Beyond this, we could improve the write routing algorithm. The write process looks like this:

  • Choose a random node.
  • Acquire the repository write lock.
  • Acquire the host read lock.
  • Synchronize.
  • Release the host read lock.
  • Accept the write.
  • Release the repository write lock.

This synchronize can be skipped if we get lucky, and randomly choose the same node that the writer ahead of us chose, since that node will already have the write we just waited for.

We can make clients exceptionally lucky by routing like this:

  • If possible, choose the node with a writer holding the lock.
  • If possible, choose a leader node.
  • Choose a random node.

Since writes are always one-at-a-time, there's effectively no downside to this: we can't hit a "thundering herd" problem with write traffic.

See also T10884 for read routing, which is a little trickier, since a bad read routing algorithm can kill a cluster by focusing too much traffic on a small set of nodes.


I plan to make these changes:

  • Modify the PushEvent table to contain more information about locks and waits (e.g., active queue status; how long the push waited for the write lock; how long the push spent synchronizing).
  • Modify the "Waiting..." prompt to show more information by querying the PushEvent table.

Based on this data, we can make a decision about whether smarter write routing is worthwhile by seeing how much time pushes are spending synchronizing after acquiring the write lock.

(I suspect it will be, and the bar to implement this isn't very high, but it would still be nice to have some data suggesting that it will have a real effect: although I think the smarter routing is strictly better, it is more complex than routing with shuffle().)

Event Timeline

epriestley triaged this task as Normal priority.Mar 19 2018, 2:07 PM
epriestley created this task.

Modify the PushEvent table to contain more information about locks and waits (e.g., active queue status; how long the push waited for the write lock; how long the push spent synchronizing).

This is tricky because the PushEvent is actually written by DiffusionCommitHookEngine. This runs in a subprocess two levels down:

- sshd
  - ssh-exec             <--- Where we can measure locks.
    - git receive-pack
      - commit-hook      <--- Where we write PushEvent.

So there are a couple issues:

  • we don't have a great way to pass timing information down to the commit hook;
  • the timing isn't actually complete when PushEvent finishes writing.

I can come up with two approaches to deal with this:

  1. We can write to the SSH log instead. This isn't as nice since it disconnects timing information from push information and puts application-specific information into the SSH log.

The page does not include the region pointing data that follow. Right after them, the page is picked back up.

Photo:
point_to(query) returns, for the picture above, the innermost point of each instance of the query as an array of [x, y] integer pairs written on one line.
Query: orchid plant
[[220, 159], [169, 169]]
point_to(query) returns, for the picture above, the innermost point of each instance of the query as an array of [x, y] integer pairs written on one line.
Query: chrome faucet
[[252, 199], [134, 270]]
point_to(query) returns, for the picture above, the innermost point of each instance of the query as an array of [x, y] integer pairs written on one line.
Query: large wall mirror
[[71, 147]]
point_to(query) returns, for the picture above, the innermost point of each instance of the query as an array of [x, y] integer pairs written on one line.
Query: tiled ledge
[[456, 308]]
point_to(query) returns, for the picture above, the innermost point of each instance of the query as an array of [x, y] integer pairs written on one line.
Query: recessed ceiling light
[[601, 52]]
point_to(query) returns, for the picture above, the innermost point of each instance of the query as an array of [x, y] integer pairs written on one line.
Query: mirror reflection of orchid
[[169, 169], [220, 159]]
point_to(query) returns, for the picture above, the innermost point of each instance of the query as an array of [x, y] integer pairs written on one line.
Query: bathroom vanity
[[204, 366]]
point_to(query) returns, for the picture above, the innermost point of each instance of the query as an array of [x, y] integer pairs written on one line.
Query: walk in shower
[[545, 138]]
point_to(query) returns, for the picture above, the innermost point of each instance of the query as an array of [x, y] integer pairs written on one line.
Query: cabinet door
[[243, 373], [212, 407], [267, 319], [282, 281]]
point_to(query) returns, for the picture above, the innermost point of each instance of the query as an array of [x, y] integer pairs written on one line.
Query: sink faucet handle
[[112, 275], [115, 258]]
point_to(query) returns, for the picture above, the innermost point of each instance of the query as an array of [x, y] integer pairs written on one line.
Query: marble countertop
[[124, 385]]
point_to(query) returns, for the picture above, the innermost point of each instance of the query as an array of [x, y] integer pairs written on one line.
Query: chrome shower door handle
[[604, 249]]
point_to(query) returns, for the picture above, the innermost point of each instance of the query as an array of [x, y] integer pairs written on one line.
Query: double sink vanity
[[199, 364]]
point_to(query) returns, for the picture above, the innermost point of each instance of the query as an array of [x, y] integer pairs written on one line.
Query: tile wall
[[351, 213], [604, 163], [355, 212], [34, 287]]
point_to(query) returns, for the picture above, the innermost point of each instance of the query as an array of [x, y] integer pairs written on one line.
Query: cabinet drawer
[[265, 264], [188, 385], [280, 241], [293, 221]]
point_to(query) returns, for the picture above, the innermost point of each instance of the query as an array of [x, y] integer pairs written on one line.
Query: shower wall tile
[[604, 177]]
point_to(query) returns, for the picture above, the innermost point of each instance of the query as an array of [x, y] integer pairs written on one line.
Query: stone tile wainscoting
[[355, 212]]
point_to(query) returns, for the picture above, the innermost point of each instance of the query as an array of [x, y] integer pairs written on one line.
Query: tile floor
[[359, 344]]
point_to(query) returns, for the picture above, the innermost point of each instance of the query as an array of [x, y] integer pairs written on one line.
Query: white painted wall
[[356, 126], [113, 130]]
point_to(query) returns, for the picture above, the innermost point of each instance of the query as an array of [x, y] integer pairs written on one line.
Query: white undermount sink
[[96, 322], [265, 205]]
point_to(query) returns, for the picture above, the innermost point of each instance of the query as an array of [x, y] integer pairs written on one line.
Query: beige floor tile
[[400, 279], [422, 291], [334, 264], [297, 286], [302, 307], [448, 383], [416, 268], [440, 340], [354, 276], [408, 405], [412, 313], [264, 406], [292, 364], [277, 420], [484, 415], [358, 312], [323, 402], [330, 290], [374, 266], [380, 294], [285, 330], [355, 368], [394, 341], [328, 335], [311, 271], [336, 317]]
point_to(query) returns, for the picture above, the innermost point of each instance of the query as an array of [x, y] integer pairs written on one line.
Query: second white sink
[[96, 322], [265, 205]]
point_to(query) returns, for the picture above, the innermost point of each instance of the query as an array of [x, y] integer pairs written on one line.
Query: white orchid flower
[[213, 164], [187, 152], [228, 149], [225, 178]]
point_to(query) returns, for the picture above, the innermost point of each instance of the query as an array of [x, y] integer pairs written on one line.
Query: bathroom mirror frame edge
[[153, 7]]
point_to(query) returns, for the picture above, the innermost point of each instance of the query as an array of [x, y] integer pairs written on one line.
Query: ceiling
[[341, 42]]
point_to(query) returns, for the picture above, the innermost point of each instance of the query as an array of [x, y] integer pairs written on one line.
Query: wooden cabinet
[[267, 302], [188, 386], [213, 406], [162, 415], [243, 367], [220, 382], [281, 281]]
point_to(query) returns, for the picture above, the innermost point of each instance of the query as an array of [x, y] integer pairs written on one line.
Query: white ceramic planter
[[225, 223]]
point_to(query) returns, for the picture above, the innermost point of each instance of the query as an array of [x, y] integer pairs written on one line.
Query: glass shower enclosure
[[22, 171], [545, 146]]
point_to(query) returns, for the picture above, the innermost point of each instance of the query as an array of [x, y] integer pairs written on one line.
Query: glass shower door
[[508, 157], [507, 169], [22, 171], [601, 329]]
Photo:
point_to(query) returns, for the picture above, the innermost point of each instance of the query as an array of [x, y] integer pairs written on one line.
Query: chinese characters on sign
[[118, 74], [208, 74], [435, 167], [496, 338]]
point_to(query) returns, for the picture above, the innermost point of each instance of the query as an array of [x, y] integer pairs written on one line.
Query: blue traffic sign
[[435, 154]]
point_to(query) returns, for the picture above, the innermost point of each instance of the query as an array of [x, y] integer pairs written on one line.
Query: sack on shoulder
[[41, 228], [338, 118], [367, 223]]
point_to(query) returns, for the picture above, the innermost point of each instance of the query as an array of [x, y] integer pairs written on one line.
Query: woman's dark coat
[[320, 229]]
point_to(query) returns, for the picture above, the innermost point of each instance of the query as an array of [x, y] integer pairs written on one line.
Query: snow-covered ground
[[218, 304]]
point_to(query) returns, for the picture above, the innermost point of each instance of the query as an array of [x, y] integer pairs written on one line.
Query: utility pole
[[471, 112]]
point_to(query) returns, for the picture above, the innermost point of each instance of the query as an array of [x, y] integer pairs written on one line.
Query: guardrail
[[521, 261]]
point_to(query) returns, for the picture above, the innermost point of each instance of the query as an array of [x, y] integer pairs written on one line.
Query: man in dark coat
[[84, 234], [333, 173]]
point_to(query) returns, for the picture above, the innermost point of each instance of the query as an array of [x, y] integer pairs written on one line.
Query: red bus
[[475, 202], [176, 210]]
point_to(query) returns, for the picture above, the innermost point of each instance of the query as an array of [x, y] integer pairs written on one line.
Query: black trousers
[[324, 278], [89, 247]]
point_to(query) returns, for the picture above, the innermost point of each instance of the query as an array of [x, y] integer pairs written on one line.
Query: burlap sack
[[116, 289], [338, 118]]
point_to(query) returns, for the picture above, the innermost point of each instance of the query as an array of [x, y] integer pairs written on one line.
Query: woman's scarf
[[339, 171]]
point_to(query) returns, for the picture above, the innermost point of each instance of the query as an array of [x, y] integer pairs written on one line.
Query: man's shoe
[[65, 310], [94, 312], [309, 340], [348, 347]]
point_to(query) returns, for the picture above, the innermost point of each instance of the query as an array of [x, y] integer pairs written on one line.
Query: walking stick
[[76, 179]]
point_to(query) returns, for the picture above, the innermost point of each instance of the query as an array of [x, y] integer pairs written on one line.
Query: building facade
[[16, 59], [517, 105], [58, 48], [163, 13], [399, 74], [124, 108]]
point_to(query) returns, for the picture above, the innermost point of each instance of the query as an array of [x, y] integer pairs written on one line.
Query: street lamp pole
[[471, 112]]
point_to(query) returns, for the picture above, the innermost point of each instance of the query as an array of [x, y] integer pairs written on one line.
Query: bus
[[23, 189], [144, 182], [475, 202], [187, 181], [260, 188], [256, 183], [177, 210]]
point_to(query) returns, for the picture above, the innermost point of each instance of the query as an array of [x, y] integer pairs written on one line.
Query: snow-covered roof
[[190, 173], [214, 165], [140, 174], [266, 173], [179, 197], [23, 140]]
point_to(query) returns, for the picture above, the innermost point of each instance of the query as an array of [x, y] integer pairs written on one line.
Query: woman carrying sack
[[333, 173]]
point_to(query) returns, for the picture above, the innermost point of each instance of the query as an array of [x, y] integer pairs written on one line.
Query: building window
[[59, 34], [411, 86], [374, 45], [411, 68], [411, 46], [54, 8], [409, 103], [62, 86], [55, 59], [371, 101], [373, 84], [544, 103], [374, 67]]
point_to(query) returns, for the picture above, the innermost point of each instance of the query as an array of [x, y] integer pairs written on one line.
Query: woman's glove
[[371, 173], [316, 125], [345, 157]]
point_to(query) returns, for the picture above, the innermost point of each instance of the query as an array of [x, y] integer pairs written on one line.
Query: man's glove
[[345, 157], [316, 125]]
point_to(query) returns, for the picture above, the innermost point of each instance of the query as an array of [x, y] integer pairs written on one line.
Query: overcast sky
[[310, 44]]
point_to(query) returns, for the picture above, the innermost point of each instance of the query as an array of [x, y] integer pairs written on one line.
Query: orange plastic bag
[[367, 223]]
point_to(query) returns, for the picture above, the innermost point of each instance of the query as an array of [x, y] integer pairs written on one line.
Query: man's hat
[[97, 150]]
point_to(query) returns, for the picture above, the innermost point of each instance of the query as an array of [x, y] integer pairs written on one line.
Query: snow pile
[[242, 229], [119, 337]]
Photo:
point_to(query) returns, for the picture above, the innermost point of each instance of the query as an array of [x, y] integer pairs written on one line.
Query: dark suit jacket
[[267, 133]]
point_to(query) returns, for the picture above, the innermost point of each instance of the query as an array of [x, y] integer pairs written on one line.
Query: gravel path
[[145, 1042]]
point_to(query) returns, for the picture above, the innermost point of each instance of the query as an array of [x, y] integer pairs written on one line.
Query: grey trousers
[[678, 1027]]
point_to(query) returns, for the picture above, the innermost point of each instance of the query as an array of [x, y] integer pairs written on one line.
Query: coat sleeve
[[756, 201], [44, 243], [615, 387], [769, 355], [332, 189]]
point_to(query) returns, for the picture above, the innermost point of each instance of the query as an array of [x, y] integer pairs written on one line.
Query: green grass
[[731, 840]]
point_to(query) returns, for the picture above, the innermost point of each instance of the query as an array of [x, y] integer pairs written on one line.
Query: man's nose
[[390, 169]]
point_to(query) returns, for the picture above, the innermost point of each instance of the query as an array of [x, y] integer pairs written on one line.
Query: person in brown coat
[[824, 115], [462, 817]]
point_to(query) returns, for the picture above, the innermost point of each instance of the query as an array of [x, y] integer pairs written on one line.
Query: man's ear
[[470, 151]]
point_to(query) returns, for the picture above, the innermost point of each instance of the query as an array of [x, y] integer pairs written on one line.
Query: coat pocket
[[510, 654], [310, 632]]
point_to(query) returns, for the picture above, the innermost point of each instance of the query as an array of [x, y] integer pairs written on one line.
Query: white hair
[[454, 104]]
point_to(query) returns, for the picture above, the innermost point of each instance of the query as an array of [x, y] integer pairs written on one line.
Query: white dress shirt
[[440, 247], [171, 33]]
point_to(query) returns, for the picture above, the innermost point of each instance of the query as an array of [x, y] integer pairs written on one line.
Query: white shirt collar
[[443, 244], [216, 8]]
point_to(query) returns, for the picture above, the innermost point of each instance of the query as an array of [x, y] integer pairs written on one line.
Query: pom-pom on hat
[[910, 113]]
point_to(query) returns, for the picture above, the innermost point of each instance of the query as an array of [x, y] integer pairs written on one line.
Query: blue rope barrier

The advantage is that ssh-exec fully manages the SSH log.
  2. We can try to tie the SSH request to the PushEvent by passing some request identifier down or some log ID up.

I tentatively favor approach (2), and passing something down seems better than passing something up, so I'm going to see if I can get traction on that.

@epriestley : our current phabricator version is c46be2a70b4db72d61e76690ef095384de2c3f91 that was landed on 04/13, will there be any issues if we directly cherry pick the recent two versions without pulling any other changes?
rP51073b972ece: Try to route cluster writes to nodes which won't need to synchronize first.Wed, Oct 17, 3:08 PM
rPbc6c8c0e93a7: Explicitly shuffle nodes before selecting one for cluster sync.

Also, are there any dependent changes on arc, lib and schema if we cherry pick the two versions?

I think you can cherry-pick those changes safely. I suspect further changes connected to T13211 and/or T10884 in the near future are likely to be difficult to cherry-pick, though, so ideally you should try to upgrade.

(It's possible you'll also need D19701 and D19702, and those need D19720 (in libphutil/), so even just picking these changes may be a bit of a mess.)